According to the U.S. Geological Survey, groundwater supplies half of all drinking water to the U.S. population, nearly all of it to our rural population and over 50 billion gallons per day for agricultural needs. But according to new research out of UC Santa Barbara, supplies may be more limited than previously thought.

Assistant professors Scott Jasechko and Debra Perrone compared groundwater well depth to the depth of saline groundwater on a continental scale in concluding that in some areas, saline groundwater is shallower than previously thought.

In several areas of the Gulf Coastal Plain, groundwater depletion has been occurring for many years with economic and population growth around Baton Rouge, LA; Houston, TX and Memphis, TN which is one of the largest metropolitan areas in the world relying exclusively on groundwater for its municipal supply.

The High Plains aquifer which underlies parts of eight States has declined more than 100 feet in areas with over-pumping for irrigation.
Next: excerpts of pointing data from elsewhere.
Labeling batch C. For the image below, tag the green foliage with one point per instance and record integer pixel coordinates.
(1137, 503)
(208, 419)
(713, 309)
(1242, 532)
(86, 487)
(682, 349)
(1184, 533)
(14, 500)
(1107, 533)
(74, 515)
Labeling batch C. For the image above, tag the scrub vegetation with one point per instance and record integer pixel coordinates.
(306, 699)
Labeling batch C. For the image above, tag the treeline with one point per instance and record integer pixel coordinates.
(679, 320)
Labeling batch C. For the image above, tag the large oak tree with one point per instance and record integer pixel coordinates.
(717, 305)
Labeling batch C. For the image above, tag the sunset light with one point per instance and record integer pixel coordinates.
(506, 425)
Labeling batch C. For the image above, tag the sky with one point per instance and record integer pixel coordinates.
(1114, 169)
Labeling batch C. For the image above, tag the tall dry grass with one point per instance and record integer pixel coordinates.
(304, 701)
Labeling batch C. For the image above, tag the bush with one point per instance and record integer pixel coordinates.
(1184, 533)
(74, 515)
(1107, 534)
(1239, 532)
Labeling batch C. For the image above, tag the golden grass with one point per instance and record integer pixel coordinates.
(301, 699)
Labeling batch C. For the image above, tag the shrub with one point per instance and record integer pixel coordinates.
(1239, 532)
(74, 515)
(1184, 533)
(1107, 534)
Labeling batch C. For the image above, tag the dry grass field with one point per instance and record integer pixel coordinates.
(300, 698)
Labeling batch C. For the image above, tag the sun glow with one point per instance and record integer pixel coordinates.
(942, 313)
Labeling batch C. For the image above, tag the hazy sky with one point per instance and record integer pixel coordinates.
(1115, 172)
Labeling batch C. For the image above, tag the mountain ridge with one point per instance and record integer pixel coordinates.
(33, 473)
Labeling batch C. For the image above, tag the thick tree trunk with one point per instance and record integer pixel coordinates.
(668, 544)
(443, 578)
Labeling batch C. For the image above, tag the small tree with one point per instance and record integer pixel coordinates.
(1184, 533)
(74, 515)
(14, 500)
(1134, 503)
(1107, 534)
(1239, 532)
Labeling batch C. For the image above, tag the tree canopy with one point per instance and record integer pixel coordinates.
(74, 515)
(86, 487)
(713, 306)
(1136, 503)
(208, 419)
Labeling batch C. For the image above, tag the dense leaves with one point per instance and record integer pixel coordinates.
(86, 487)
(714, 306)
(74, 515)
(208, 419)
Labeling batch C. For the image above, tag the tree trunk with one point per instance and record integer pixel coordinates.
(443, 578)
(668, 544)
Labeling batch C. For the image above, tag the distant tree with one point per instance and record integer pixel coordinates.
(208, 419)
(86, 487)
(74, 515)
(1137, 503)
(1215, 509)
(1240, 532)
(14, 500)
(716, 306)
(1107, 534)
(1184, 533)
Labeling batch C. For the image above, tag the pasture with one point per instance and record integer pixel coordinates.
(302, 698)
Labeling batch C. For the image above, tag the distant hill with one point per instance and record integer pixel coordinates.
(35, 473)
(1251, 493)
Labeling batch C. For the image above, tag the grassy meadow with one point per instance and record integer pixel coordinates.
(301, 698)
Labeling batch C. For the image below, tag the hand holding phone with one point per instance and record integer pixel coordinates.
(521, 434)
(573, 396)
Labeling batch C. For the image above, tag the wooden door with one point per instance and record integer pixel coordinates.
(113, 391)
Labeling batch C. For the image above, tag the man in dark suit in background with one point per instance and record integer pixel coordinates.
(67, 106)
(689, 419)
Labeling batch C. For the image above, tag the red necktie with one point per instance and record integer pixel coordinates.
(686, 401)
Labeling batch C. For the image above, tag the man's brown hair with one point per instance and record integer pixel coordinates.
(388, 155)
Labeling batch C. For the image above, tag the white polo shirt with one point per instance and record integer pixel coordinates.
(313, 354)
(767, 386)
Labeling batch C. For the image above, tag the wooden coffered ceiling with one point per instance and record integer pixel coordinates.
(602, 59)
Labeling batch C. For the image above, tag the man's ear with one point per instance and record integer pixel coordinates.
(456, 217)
And in the Desert Southwest, the growth of Tucson and Phoenix in south-central Arizona has resulted in groundwater depletion of 300 to 500 feet.

In Jasechko and Perrone’s findings, published in the journal Environmental Research Letters, the disposal of produced water from oil and gas activities into injection wells where fresh groundwater exists was also identified as an issue. “In some basins, injections wells are installed shallower than the transition from fresh to brackish water,” said Perrone. “Our team’s results suggest that communities are competing for already limited groundwater resources.”

iStock 580113122 450 300

 

In previous research published in the Proceedings of the National Academy of Sciences, Perrone and Jasechko found that nearly half of all hydraulically fractured wells being worked in 2014 were within 2 – 3 kilometers of a domestic groundwater well.

It’s not just in inland areas where groundwater depletion is occurring at higher rates than previously expected. Many areas along the Atlantic Coast have seen reduced surface-water flows and increasing saltwater intrusion in coastal counties from the Ipswich River Basin in Massachusetts down to Miami, Florida.

It’s easy to forget with water-sanctions lifted in many drought-ridden and arid areas of the U.S. that the need to limit overdrawing our groundwater and to replenish freshwater aquifers remains as real today as it was in years past.